Antiautoritarismo, Autodeterminazione, Culture, Precarietà, R-Esistenze

Disaster culture: livellatore coscienza sociale

Come analizzato nel precedente post esistono vari modi per anestetizzare la rabbia sociale e dirigerla verso falsi miti, false credenze, superstizioni di massa, intrattenimento che distrae, deleghe a supereroi, all’uomo forte del momento e così via. Leggete QUI per riprendere le fila del discorso.

L’altra riflessione che volevo condividere, concentrata sui metodi usati per reprimere, censurare, sabotare, gesti di ribellione riguarda la cultura dei disastri narrata in libri, film, serie tv. Non parlo di quelli dedicati all’apocalisse che notoriamente sono immondizia spacciata per vera fantascienza. Parlo di quelle narrazioni in cui il conflitto di classe semprerebbe stemperato dalla consolazione che quando sarà un’asteroide, un’eruzione vulcanica o un terremoto a colpirci ci troverà tutti egualmente esposti. In realtà non è così e non perché i ricchi possono permettersi stazioni spaziali o bunker sotterranei. Non lo è perché la radice stessa dei disastri dice che chi vive già in condizioni di svantaggio crepa per primo.

Analizziamo: nel caso in cui arrivi un terremoto, uno tsunami, un qualunque disastro naturale, i primi luoghi a perire saranno le baracche dei poveri, le abitazioni realizzate con materiale scadente da stronzi arricchiti ai quali non frega nulla del fatto che le strutture costruite malamente crolleranno senza esitazioni. Il conflitto di classe non va guardato nel momento in cui il ricco e il povero stanno per strada e un palo si abbatte su di loro. Va visto invece quando il ricco costruisce per se una casa antisismica, con fondamenta fortissime, su un terreno mai dissestato, e costruisce invece ponti, scuole, ospedali, abitazioni, palazzi, con cemento impoverito, senza fondamenta che non svelino crepe ad ogni auto di passaggio nelle vicinanze, senza reali analisi geologiche né progetti di prevenzione antisismica.

Anche nella morte il conflitto sociale si manifesta per intero a partire dalla distinzone del numero di cadaveri che dividono poveri dai ricchi. In questo caso la cultura dei disastri attenua la rabbia delle vittime e le educa a immaginare che esisterebbe addirittura un Dio buono che colpisce i ricchi così come i poveri. Le educa a stemperare rivendicazioni e rabbia ammorbidendole con l’illusione che in quella circostanza tutti diventano improvvisamente più buoni e si soccorrono a vicenda. In realtà non è così.

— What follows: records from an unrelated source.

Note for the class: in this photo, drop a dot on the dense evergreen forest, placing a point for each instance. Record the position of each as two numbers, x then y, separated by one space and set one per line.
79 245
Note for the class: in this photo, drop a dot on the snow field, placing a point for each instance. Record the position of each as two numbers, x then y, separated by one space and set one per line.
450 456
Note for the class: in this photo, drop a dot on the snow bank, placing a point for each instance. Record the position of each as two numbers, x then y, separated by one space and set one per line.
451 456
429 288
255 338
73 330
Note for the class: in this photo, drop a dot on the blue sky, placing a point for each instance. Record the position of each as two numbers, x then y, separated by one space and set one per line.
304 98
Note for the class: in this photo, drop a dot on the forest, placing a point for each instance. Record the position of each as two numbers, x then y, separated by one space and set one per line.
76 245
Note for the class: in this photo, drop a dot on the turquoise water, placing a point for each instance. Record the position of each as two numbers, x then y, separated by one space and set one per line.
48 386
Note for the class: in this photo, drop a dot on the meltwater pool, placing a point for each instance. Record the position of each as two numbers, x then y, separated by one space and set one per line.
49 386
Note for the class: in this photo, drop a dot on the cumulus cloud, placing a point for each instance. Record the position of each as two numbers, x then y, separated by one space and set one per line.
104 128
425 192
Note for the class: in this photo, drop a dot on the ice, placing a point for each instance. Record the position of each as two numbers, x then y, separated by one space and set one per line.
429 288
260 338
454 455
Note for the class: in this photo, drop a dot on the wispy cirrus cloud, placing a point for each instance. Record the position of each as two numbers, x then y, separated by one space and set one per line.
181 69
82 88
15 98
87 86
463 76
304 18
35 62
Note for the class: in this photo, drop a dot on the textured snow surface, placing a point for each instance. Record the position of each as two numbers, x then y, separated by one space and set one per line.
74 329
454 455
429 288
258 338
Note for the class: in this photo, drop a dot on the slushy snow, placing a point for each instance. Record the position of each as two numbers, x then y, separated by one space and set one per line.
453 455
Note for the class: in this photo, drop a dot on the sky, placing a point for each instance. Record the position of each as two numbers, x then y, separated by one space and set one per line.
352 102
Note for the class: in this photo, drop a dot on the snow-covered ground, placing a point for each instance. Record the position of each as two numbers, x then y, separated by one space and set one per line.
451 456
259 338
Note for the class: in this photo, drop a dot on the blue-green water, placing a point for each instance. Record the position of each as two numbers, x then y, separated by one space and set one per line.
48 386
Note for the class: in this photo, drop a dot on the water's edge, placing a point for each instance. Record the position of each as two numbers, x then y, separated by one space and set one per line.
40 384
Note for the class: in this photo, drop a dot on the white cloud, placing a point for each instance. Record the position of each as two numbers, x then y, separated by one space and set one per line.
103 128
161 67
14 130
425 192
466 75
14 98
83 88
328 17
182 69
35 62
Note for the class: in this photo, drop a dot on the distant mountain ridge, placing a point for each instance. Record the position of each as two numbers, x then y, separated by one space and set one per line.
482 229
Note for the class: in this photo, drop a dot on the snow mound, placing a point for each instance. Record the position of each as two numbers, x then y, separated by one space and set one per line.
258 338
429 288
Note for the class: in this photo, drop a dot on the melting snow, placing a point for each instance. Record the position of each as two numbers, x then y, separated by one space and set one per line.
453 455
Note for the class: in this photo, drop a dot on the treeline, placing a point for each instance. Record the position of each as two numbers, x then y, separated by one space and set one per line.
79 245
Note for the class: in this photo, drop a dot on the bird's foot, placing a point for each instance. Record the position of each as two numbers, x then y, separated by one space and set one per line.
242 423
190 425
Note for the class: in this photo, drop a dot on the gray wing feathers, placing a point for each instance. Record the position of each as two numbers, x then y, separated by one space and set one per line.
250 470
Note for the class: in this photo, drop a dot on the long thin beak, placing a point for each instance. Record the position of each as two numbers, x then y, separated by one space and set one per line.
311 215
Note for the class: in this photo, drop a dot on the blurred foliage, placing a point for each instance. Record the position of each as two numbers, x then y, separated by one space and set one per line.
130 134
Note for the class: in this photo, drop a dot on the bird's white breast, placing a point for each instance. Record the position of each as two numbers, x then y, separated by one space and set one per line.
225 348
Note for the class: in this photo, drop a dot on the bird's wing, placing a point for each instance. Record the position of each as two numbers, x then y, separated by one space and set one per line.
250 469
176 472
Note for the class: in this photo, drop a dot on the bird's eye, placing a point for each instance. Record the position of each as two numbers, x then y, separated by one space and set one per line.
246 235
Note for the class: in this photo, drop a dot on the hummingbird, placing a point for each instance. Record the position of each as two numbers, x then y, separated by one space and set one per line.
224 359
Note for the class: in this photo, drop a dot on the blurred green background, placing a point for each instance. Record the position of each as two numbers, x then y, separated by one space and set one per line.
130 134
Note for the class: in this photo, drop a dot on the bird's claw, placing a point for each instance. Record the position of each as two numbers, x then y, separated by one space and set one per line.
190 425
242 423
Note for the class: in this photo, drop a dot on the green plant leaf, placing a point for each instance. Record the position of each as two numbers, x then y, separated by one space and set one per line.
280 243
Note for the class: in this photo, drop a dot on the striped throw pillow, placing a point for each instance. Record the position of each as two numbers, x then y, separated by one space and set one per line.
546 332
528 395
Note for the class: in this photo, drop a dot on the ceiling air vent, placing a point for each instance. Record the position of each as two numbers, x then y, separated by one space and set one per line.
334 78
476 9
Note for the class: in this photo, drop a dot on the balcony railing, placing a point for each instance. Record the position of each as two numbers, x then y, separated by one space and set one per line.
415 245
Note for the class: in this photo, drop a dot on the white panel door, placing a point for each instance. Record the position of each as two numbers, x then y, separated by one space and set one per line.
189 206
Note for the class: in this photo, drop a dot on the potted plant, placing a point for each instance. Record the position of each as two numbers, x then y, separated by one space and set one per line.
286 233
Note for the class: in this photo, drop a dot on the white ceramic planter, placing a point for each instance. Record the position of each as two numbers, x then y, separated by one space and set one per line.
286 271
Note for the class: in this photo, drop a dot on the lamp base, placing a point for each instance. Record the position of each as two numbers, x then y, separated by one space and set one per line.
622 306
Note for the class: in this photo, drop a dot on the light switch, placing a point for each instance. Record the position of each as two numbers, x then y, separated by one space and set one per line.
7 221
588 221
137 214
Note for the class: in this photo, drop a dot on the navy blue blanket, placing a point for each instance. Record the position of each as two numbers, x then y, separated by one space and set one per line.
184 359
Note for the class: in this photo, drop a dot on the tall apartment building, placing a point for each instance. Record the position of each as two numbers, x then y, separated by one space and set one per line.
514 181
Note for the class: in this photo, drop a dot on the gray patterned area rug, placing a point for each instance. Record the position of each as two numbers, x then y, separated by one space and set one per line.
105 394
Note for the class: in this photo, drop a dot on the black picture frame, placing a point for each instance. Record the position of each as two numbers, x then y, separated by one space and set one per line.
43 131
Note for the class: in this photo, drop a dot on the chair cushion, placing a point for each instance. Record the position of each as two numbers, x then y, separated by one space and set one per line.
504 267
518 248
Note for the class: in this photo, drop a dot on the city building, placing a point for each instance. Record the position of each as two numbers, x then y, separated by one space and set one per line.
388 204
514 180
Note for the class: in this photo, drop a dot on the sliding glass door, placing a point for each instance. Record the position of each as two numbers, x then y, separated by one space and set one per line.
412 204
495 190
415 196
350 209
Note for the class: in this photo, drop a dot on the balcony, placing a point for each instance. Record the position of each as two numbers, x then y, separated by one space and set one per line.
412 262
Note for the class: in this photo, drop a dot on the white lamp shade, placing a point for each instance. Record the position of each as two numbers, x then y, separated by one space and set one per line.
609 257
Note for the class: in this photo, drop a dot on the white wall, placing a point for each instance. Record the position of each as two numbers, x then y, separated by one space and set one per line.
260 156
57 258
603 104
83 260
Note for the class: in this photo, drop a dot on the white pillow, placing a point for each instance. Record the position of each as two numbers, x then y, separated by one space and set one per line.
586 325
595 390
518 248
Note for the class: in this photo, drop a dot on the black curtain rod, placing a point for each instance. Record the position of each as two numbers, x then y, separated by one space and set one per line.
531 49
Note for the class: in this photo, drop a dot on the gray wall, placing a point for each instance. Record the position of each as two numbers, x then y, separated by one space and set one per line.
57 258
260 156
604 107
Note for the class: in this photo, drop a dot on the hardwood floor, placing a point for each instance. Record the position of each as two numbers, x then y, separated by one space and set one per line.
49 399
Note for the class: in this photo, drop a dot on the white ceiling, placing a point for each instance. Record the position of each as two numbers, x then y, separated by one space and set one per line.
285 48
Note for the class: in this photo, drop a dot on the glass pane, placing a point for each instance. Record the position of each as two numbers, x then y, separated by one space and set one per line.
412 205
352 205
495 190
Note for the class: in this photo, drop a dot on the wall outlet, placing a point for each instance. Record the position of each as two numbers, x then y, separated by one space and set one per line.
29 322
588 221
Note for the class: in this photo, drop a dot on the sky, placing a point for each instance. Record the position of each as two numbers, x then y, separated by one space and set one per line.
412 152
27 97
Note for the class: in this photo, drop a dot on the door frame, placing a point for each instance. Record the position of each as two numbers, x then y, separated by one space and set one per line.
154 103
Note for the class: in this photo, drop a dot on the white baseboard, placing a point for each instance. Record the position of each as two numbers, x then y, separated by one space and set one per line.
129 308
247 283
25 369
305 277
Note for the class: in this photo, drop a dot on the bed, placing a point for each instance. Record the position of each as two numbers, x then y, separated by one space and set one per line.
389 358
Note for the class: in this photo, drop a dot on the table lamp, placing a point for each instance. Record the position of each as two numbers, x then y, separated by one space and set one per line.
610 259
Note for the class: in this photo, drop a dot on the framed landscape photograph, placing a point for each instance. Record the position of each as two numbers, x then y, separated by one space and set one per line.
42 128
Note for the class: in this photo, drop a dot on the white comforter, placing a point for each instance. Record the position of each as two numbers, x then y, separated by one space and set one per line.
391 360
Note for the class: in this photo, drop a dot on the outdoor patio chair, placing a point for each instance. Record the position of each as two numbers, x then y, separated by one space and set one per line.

Come abbiamo visto con gli ultimi terremoti italiani la povera gente viene relegata in baracche o umide casette prefabbricate, dentro recinti militarizzati che reprimono ogni ribellione, con un copione preciso che dà a chi ha potere l’opportunità di ottenerne ancora attraverso decreti realizzati sulla scia dell’emergenzialità, nei quali si decidono finanziamenti e scorciatoie senza regole per ricchi che vengono ricompensati per aver festeggiato mentre la gente crepava. Come non bastasse i ricchi respingono le obiezioni con campagne mediatiche apposite e sfilate nei luoghi dei disastri. Contro questi sciacalli i militari non faranno mai nulla, ovviamente.

Così vengono censurate le voci di chi lotta per ristabilire la verità sul crollo di una scuola, di un edificio universitario, un ospedale, un edificio popolare. Se tale verità emergesse si saprebbe che certi edifici sono trappole per topi e i topi, per capirci, siamo noi.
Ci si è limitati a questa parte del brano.